Owen's first sporting experiences came at Bredagh GAC in south Belfast but with table tennis taking up so much of his time, he is now wholly dedicated to a training regime that requires six hours of practice a day.

"To be good you have to put in so many hours," he says of the sport he took up only by chance when his sister began to play.

"You can't improve as you need to if you're playing three sports. It's a load of training but it's what I enjoy. School can be quite good about it. When I miss classes with tournaments they give me chances to get caught up and stuff like that."

Having already achieved one notable first, Owen has no intention of stopping there and, with a schedule that includes tournaments in Spain and Czech Republic before a month's training in China, he is targeting success at the European Youth Championships in Zagreb this summer.

For Irish coach John Murphy, Owen has all the talent to be the sport's first Olympian from this island.

"Table tennis has been in the Olympics since 1988 and Ireland has never had a representative but Owen could change that," says Murphy, himself a five-time Irish champion.

"He's been improving tournament to tournament for the last 18 months. We're almost waiting for him to have a lull but it just hasn't happened.

"The youngest European player to qualify for the Rio Olympics this year is 22 so Owen has plenty of time to hone his skills.

"The progression that he's on though, I wouldn't rule out Tokyo 2020 as a real possibility."

For now, the Buenos Aires Youth Olympics in 2018 is a more immediate aim with those at Ormeau Table Tennis Club hoping that success for Owen can kick-start local interest.

Keith Knox, head coach at the club established just over three years ago, says: "We've never been in this position before where there's been a player of such high level. This could really help table tennis take off.
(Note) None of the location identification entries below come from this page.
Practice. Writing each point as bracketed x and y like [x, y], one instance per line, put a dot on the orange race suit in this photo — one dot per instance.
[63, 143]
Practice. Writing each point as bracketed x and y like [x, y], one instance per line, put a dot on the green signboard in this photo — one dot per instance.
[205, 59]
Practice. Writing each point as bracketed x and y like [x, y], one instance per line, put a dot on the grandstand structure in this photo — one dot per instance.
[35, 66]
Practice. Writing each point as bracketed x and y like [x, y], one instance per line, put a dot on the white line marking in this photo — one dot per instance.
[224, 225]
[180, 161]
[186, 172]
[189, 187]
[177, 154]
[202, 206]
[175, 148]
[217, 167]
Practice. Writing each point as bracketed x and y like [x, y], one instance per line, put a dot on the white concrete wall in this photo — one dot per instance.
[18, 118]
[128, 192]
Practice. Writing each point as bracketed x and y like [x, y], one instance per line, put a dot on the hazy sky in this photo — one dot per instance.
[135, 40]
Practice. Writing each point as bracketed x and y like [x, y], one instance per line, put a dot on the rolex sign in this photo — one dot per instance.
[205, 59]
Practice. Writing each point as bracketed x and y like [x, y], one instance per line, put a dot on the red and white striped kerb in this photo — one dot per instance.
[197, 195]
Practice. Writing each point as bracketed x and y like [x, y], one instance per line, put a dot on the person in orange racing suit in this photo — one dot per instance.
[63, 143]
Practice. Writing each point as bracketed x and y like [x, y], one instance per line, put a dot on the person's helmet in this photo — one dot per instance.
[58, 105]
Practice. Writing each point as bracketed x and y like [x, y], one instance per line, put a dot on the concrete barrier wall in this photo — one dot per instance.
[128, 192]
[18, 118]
It certainly puts the sport on the map.

"I think from national level right down to club, everything is improving across the board and there's a lot more to come."

Central to that is the Ormeau Club itself, now in permanent residence off the Woodstock Road in Belfast, it is Northern Ireland's first full-time facility.

Having originally started as three tables in Ormeau Park, the club has grown from strength to strength with a membership that ranges in age from four to 84 and boasts an ever-growing number of adult beginners.

"Owen was our first member and the club has been a big success off the back of that," explains Knox. "We've 140 members now and we're hoping to have 200 to 250 by this time next year.

"In the likes of France and Germany, what we have is the norm. It'll be funded by the sports councils. We had to do a lot of it ourselves and in doing so we were the first club of its kind."

With scenes like the weekend just past, all that hard work is certainly paying off.